Information collection is a new traffic flow information collection technology developed with ITS. To ensure the operation safety and scheduling efficiency of the rearview mirror camera , GPS devices are equipped. These devices send the status information of the vehicles to the management centre as certain frequency. This information records into log files, which contain the trajectories of the vehicles. Through vehicle trajectory analysis, not only improve the scheduling efficiency of the taxi dispatch system, but also provide road traffic conditions for the relevant departments, give them the decision support of traffic control. The obtaining of real-time traffic information has become an important part of the Intelligent Transportation Systems (ITS). With the key technologies development of ITS, it’s possible to offer real-time, dynamic and predicted traffic information for travellers by information collection, processing and analysis. The major difference between one GPS device and another is often in the features that it offers prospective buyers, and some of the features on the latest generation of GPS navigators are pretty amazing: voice recognition, real-time traffic data, red light and speed trap warnings, trip logs that record your progress, upgradeable maps, and useful extras like Bluetooth integration, MP3 players and picture viewers.

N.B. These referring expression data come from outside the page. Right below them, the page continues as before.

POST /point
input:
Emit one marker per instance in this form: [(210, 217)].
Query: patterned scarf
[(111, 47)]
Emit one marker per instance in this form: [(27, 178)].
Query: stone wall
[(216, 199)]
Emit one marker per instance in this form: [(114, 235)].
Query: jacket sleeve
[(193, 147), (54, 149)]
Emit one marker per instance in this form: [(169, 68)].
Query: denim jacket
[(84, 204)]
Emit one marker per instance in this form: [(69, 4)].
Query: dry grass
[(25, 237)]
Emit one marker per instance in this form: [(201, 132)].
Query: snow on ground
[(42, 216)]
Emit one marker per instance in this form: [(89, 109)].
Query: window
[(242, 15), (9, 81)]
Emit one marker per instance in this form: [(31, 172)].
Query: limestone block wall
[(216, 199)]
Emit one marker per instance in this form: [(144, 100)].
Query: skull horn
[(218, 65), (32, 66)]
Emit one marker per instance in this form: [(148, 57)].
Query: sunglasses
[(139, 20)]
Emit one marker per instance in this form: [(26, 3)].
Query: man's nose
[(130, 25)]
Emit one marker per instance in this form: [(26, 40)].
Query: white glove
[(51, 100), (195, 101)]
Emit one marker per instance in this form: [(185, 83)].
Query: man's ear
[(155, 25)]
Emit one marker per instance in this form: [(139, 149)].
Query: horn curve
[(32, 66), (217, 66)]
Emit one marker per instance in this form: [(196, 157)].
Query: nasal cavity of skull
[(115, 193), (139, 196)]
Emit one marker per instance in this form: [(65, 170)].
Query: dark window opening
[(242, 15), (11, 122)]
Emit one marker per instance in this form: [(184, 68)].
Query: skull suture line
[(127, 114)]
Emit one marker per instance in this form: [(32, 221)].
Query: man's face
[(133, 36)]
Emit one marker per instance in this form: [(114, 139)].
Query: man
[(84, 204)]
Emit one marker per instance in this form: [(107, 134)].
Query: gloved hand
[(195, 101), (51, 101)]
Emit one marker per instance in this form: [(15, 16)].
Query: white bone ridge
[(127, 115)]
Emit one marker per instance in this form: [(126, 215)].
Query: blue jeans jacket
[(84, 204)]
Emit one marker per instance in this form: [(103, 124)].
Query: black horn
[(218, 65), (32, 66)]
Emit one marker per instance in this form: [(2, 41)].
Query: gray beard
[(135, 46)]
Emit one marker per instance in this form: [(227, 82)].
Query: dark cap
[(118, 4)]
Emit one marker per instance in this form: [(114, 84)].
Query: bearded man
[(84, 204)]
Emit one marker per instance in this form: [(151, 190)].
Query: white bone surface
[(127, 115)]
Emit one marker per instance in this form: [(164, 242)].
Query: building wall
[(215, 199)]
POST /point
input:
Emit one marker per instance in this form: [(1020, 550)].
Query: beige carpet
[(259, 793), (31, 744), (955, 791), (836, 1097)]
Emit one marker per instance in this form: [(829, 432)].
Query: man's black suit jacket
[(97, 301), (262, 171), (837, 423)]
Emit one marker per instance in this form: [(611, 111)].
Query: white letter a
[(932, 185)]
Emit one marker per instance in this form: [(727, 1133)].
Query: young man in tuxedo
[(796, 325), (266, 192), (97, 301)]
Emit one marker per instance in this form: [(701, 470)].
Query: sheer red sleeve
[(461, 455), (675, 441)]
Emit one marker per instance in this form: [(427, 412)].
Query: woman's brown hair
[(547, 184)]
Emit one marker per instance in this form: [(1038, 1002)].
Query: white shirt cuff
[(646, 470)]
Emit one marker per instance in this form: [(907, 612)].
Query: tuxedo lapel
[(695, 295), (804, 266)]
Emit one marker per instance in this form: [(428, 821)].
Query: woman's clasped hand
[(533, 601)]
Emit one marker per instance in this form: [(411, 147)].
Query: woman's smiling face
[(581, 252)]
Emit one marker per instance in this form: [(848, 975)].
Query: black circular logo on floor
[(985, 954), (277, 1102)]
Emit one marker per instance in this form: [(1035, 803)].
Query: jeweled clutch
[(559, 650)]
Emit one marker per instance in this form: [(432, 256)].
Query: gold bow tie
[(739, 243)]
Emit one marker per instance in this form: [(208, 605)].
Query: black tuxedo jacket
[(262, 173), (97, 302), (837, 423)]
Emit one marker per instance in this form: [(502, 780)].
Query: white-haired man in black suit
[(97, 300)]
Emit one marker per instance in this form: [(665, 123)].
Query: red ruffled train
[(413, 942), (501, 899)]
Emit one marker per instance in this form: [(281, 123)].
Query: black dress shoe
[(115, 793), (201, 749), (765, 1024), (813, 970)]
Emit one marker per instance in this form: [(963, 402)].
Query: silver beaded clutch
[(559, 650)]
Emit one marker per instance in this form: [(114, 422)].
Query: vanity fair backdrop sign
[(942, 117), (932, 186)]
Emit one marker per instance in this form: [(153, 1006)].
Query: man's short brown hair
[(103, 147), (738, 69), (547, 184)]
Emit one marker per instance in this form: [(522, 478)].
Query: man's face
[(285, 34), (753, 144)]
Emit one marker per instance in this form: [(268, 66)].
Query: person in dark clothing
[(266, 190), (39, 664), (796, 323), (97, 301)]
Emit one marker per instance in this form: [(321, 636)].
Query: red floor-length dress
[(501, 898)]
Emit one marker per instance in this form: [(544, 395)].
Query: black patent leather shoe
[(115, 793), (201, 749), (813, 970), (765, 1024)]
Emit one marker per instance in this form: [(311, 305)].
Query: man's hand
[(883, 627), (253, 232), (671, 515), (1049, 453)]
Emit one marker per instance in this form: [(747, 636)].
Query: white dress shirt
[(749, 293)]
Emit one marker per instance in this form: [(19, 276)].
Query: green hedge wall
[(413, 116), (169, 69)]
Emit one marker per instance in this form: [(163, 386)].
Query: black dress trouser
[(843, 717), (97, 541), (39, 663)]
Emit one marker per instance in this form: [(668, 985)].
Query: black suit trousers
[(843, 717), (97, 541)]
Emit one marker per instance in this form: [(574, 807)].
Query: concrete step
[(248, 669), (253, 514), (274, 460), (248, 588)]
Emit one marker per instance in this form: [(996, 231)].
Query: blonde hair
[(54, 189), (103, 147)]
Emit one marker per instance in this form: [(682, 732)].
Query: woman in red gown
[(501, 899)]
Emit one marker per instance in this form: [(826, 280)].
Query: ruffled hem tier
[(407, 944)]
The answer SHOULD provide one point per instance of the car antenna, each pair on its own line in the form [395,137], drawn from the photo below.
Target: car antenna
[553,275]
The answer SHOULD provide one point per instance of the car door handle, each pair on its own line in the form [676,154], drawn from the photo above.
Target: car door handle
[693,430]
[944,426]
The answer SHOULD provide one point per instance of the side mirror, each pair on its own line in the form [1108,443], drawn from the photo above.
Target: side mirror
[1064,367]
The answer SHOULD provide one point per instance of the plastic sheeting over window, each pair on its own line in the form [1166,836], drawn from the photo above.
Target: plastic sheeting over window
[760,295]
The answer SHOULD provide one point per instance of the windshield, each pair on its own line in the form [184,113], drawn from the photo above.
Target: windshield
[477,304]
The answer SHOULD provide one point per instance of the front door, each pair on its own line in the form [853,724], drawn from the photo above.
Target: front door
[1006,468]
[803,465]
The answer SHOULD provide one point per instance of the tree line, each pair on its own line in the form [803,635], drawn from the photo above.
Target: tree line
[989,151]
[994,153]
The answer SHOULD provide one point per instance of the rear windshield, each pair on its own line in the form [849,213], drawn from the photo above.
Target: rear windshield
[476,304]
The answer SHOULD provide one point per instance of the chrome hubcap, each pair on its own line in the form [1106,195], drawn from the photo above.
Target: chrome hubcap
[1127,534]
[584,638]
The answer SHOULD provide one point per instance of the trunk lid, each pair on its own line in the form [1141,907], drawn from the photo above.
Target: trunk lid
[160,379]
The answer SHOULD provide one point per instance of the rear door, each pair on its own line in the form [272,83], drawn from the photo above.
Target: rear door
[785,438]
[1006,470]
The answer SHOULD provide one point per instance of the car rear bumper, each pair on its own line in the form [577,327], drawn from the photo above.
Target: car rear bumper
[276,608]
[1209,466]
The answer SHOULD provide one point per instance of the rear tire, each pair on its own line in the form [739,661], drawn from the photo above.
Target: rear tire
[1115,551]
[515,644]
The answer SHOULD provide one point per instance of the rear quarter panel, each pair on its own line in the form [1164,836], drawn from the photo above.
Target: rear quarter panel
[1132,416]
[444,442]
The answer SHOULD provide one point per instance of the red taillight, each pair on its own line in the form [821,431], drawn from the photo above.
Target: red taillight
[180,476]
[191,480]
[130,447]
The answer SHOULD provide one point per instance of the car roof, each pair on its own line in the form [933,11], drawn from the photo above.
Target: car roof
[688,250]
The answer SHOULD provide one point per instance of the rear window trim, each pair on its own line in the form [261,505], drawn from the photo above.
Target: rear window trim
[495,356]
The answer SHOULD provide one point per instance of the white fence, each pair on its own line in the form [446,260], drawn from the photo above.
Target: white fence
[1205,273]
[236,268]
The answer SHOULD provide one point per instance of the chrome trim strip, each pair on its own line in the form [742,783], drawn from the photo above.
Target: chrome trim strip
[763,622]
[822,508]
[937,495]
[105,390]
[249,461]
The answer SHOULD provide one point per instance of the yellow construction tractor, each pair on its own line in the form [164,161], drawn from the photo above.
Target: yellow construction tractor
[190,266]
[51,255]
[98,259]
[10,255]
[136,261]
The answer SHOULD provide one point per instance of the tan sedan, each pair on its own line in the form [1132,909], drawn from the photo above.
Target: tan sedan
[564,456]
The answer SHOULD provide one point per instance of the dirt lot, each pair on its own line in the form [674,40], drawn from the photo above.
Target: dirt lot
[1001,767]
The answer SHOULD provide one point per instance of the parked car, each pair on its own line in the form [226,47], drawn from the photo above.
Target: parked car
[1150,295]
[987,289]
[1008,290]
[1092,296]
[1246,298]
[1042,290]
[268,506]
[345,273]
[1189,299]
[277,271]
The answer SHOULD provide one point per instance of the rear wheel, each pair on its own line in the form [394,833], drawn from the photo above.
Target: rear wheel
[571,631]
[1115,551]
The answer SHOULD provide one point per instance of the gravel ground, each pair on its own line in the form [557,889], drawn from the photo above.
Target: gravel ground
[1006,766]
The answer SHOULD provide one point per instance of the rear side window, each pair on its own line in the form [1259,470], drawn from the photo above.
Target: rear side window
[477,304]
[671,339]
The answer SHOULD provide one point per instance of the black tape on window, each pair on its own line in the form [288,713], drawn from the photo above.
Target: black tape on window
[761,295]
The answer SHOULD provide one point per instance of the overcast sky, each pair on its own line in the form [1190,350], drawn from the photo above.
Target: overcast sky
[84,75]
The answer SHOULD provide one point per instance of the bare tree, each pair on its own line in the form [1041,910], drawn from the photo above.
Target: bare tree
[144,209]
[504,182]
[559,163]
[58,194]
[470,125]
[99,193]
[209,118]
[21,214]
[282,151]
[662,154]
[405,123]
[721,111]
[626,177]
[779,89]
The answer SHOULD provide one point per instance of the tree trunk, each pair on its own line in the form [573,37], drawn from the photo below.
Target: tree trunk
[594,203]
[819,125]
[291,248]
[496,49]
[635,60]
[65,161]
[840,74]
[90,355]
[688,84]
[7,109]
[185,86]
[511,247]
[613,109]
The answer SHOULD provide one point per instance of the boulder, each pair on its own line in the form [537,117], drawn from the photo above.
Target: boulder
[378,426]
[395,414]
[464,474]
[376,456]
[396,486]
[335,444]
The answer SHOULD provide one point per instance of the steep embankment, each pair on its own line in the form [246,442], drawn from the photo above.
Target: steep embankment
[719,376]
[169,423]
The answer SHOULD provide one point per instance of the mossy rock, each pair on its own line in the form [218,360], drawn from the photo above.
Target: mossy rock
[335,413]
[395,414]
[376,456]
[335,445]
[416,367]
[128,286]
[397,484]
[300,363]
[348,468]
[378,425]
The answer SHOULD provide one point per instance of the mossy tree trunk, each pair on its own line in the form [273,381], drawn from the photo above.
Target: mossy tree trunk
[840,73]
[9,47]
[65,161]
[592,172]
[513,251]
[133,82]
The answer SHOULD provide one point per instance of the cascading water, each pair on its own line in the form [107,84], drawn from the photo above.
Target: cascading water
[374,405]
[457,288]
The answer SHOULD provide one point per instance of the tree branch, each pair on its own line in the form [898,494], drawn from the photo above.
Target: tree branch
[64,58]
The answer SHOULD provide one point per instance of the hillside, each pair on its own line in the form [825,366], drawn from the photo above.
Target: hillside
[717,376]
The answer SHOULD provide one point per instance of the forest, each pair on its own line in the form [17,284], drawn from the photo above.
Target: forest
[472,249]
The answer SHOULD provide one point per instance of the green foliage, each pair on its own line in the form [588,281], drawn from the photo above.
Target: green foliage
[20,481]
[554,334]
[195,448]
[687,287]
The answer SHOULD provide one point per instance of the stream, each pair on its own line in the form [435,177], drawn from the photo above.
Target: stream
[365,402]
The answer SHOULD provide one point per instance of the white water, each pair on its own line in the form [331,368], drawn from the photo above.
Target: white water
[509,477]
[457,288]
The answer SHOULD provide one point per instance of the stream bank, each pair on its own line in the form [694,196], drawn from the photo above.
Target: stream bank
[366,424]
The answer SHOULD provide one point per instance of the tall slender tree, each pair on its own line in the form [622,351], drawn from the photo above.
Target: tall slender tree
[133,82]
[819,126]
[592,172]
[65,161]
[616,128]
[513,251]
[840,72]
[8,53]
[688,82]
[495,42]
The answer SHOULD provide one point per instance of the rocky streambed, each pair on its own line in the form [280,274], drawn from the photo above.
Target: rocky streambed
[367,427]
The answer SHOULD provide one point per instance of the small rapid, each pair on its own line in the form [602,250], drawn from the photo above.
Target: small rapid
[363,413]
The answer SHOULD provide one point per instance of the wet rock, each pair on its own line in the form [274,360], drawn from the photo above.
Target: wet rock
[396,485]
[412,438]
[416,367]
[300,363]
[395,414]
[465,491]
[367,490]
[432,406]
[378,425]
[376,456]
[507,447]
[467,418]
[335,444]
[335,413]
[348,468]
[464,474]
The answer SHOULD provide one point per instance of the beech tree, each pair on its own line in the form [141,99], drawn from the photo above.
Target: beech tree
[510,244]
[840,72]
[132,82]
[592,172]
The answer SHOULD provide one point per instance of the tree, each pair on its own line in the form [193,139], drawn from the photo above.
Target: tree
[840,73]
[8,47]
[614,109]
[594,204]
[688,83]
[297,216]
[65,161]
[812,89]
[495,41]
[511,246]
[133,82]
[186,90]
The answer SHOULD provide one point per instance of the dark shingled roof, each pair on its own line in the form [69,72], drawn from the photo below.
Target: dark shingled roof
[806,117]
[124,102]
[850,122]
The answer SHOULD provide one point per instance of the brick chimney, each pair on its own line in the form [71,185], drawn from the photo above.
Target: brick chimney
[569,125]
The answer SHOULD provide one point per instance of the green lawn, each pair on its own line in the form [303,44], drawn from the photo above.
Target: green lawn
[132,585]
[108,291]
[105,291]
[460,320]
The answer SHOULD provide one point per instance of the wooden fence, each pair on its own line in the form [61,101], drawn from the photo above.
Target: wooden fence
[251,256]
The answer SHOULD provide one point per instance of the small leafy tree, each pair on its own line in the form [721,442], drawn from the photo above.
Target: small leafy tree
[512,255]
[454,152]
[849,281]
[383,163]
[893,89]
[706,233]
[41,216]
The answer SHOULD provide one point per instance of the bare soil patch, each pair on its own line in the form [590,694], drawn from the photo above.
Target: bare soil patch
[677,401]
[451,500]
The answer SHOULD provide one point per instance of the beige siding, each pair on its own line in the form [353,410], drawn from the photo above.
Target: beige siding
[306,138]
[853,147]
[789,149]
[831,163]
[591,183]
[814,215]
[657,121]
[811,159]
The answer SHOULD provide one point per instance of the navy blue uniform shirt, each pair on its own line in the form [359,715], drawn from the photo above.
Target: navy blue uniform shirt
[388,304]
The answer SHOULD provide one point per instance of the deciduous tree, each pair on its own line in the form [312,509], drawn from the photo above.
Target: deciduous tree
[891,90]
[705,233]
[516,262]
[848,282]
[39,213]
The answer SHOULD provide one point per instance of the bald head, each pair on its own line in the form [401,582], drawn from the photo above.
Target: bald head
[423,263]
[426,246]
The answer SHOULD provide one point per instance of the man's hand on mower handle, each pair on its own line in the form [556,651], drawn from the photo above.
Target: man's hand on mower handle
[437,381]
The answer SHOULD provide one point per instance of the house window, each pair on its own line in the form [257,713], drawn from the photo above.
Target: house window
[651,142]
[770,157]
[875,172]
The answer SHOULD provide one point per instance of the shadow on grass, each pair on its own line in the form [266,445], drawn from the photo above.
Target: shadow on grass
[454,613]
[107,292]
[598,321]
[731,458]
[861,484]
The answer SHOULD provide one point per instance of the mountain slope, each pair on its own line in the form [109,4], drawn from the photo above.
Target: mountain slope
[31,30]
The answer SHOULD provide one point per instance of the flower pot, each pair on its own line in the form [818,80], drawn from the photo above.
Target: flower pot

The feasibility of road traffic flow monitoring and prediction based on the car Android rear view camera
has been validated through a series of experiments. In 2008, Saurabh and his partner carried out the ‘‘Mobile century’’ field experiments. The experiment confirms that GPS-enabled cell phones can realistically be used as traffic sensors to detect the traffic flow, while preserving individuals’ privacy. In 2009, Calabrese used the taxi GPS data in Shenzhen to do the city-wide traffic modeling and traffic flow analysis and forecast the traffic conditions about the city’s daily movements. Fabritiis’ paper proposed two algorithms, pattern matching and Artificial Neural Network (ANN), which used for short-term (15–30 min) road travel time prediction. Daniel used the experiment data from ‘‘Mobile Century’’, put forward an Ensemble Kalman Filtering (EnKF) approach to highway traffic estimation using GPS enabled mobile devices.The floating wireless GPS tracker for car
processing is the main work in traffic flow analysis. Map matching is one of the key technologies. We can mine individual life pattern based on location history data, so as the taxi travel pattern. During the data processing, the data can be used to mine the floating car’s frequent pattern and build the trajectory model. It is a great improvement for data processing.
The source data involved in traffic flow analysis and prediction process consists of two parts: the floating car GPS log files and road network. The camera rear view mirror
log file is a summary of all the floating car location information sent in accordance with the time sequence. Its major fields include device terminal id, car state, position information, message record time, car velocity and direction. Road network is from maps. It consists of three granularities: road section, road, road network. If your ride didn’t come with an in-dash navigation system consider investing in a standalone GPS. Sure, your trusty smartphone could do it all, but you’re already draining its battery using it as a DJ and a camera. Plus, mapping apps are known data suckers and if you lose cell service, you could be stranded on a remote road.